After the 1995 elections, Sen. Aquilino Pimentel Jr. wedged into the Filipino political vocabulary a new term for vote shaving: dagdag-bawas. In his complaint lodged before the Senate Electoral Tribunal, he charged that there had been a systematic campaign to gut his votes and credit them to JPE.

The tribunal confirmed Pimentel’s charges. In a tally, JPE, who had squeezed into a winning 11th slot, nose-dived into the losers club as

No. 15. He raised the issue to the Supreme Court where, like far too many cases, it was overtaken by events. Pimentel went on to win the next elections. And the Court, seven years later, ruled the case had become “moot and academic.”

A rewrite of JPE’s memoirs would call for end-to-end revision of what Rappler editor Chay Hofileña calls a tale of “hypocrisy and contradictions.” In his book, JPE claims he was surprised that Marcos used his alleged ambush as the trigger for martial law imposition.

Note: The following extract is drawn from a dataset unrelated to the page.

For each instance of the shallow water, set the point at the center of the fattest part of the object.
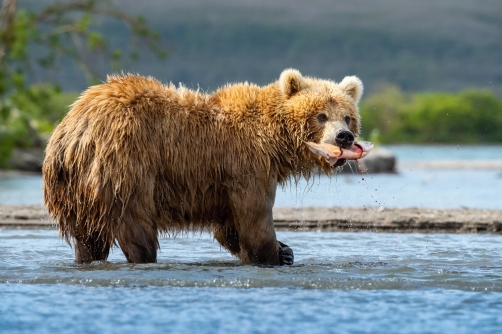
(343, 282)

“I honestly did not know why Marcos suddenly decided to cite my ambush in justifying the declaration of martial law when he made his public statement on September 23,” wrote JPE. “There was absolutely no need for it.”

Yet, the Official Gazette quotes Enrile, after the People Power Revolution, saying “it had been staged by Marcos to justify martial law.” The Inquirer’s front page, on Feb. 23, 1986, reported that Enrile’s ambush was “fake.” Indeed, “the Inquirer was not a crony paper and was supportive of Enrile and People Power. It had no reason to fabricate a report on events of the previous day.”

The Age, published in Australia, reported:  “Enrile told a media conference at Camp Crame that an alleged assassination attempt on himself—one of the factors which led to the imposition of martial law—was staged.”

“People have different impressions about me, about you and about others,” Enrile wrote. “So let it be.” Hofileña, however, wonders: “Question is, will the truth-tellers just let it be?”

Most likely not. And they’ll probably focus on the denial, by former President Gloria Macapagal-Arroyo’s spokesperson Monday, that she was the “unidentified principal of Ruby Chan Tuason.” Her husband was a cousin of former First Gentleman Mike Arroyo.

Lawyer Raul Lambino defended GMA’s decision to tap P900 million in Malampaya Funds to help storm victims. She used Marcos’ Presidential Decree 910. “President Aquino used the same decree to tap the Malampaya Funds for the purchase of ships for the Philippine Navy.”

At 90, Enrile has the task of rewriting his flawed  memoirs—if he is so minded. “Every autobiography is concerned with two characters,” W.H. Auden wrote in “Selected Essays.” That is “a Don Quixote, the Ego, and a Sancho Panza, the Self.” Was that why they put erasers on pencils?